Business Psychology - Latest Findings

Article No. 58
Supervision Findings, by James Larsen, Ph.D.

Delivering Motivated Workers

Motivating employees requires that we call attention to the success of work groups.

Imagine rounding a corner and coming upon a group of employees joking and smoking and demonstrating little energy for their work. Your thoughts upon seeing this group drift toward irritation, and you're pretty sure their supervisor needs to do something different. You may even comment about it to this person if you see the opportunity, but it will be a casual, parting comment. You don't want to get trapped in a discussion where the dreaded "So-how-do-you-do-it?" question comes up. Few people know the answer, and supervisors who can motivate employees can't answer this question either. They can do it, but they can't explain how.

Enter the researcher.

Studying motivation has a long tradition, and the best current theory describes this pattern: People complete tasks and then wait to learn the outcome of their efforts. If their outcomes are successful, then they feel enhanced competence. Next, they notice if anything happens as a result of this success. If something good happens, then they feel justified expending the effort. The next time the task arises they will give good effort (appear to be motivated), because they have confidence they can accomplish it and believe something good will happen when it is completed.

Careful research supports this theory, but there's a problem: Supervisors can't watch every task every employee completes, they don't control "good things" to make sure they only happen after employees complete tasks, and they don't control employees' perceptions of successful and unsuccessful outcomes. It's no wonder that motivated work often seems to be a random event.

Matt Riggs, of California State University, and Patrick Knight, of Kansas State University, have worked on this problem and believe they've discovered a new way to help supervisors motivate employees. They explored the effect of group-level success on individuals' attitudes. They measured perceptions of group success and failure, individual perceptions of competence and of "good things" happening as a result of successful work, beliefs about the competence of coworkers and of the "good things" happening to the group when performance was successful. And, they measured people's satisfaction with their jobs and commitment to their employers.

Perceptions of group success profoundly influenced all the other factors. If employees felt their group was successful, it impacted their individual attitudes of competence, satisfaction, and commitment. It led them to believe "good things" were coming to them and to their group. And it enhanced their perceptions of the competence of their coworkers. The reverse of this process also proved to be true: if employees believed their group's efforts were a failure, then all the factors were hurt, although the negative effect was not as strong as the positive.

So it turns out to be rather simple.

Supervisors don't need to watch every task every employee completes. They need only notice successful group efforts and call attention to them. Everything else will fall into place naturally -- simple.

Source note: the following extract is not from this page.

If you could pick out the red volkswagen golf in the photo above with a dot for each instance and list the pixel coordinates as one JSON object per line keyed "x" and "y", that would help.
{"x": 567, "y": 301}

Riggs and Knight were so impressed with this effect that they recommend supervisors create success experiences for their work-groups by giving instructions they're confident they can successfully complete and then calling attention to this success. Over time, Riggs and Knight believe your created success experiences will lead to real success experiences involving difficult, important group tasks.

Explaining meaning and creating understanding is a basic leadership function. Usually, answering employees' questions illustrates it. This research reveals another example: explaining outcomes -- pointing out what happens when a work-group completes a task or meets a responsibility. When this explanation is present and positive, Riggs and Knight discovered very good things happening. Good things that lead to motivated employees persisting on difficult tasks, confident of their success, and expecting valued outcomes. It's all we could ever want from our employees.

Reference: Riggs, Matt L., and Patrick A. Knight (1994), The Impact of Perceived Group Success-Failure on Motivational Beliefs and Attitudes: A Causal Model. Journal of Applied Psychology, 79 (5), 755-766.